Después de que mi marido muriera, contraté a un joven para mi cafetería—entonces descubrí el secreto de 20 años que mi marido había guardado

PARTE 8

Margaret apenas durmió esa noche.

La fotografía permanecía en su mesilla de noche, iluminada por el suave resplandor de la lámpara de lectura mucho después de medianoche.

John.

Mike.

Claire.

Tres caras sonrientes congeladas en el tiempo.

No paraba de repasar las palabras de Andrew.

"Hubo un hombre que nunca dejó de ayudarnos."

Eso sonaba exactamente a John.

Ayudar a la gente le había resultado tan natural como respirar.

Había arreglado las vallas rotas de los vecinos sin aceptar pago.

Había quitado la nieve de las entradas de las parejas mayores antes del amanecer.

Había pagado discretamente las comidas de desconocidos cuando notó que estaban teniendo dificultades.

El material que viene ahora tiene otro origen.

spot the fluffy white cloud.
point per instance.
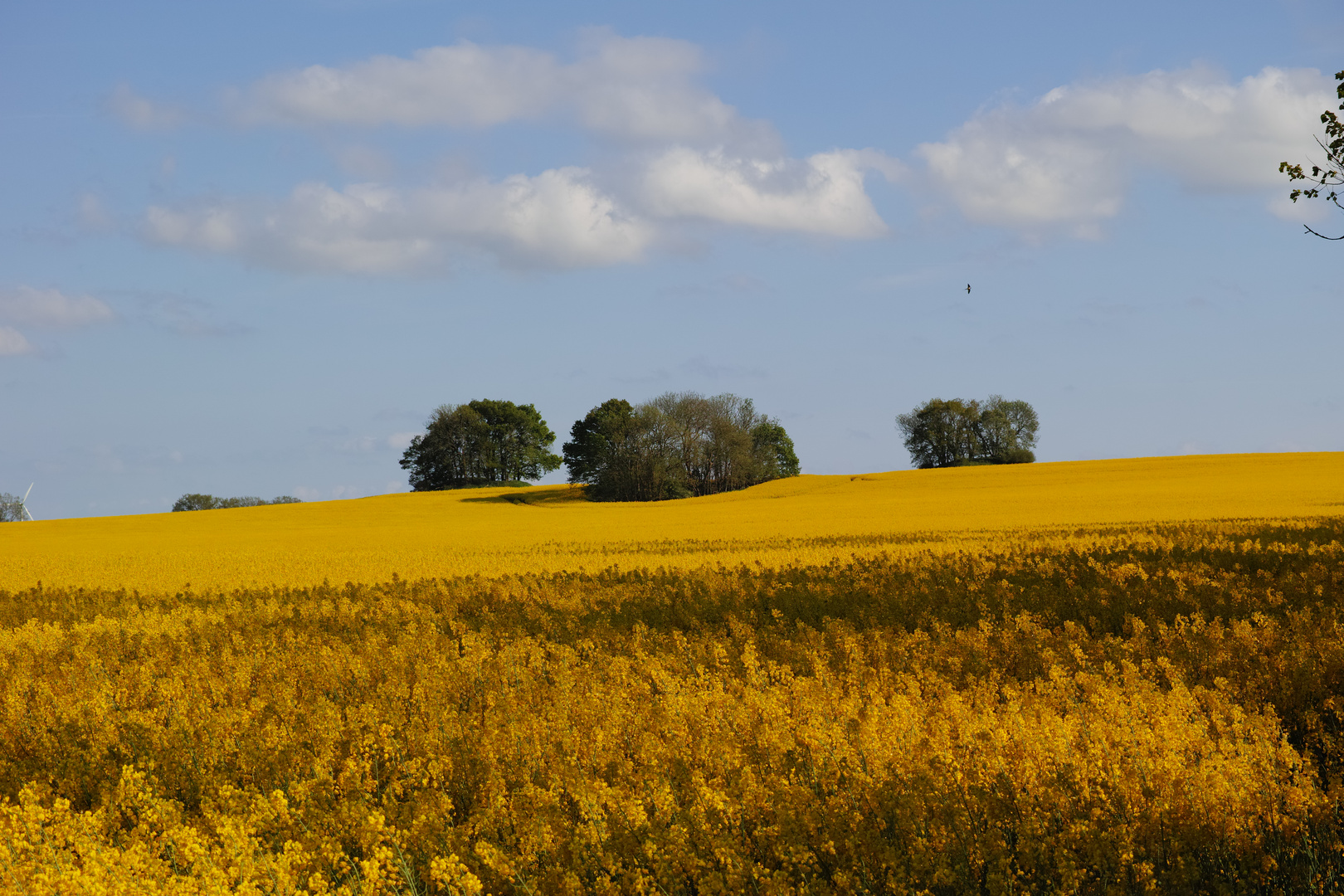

Si Mike hubiera sido realmente amigo de John, Margaret no dudaba de que su marido habría estado al lado de Claire tras el accidente.

La cuestión no era si John había ayudado.

La pregunta era por qué nunca había hablado de ello después.

A la mañana siguiente, Andrew llegó con dos cafés como de costumbre.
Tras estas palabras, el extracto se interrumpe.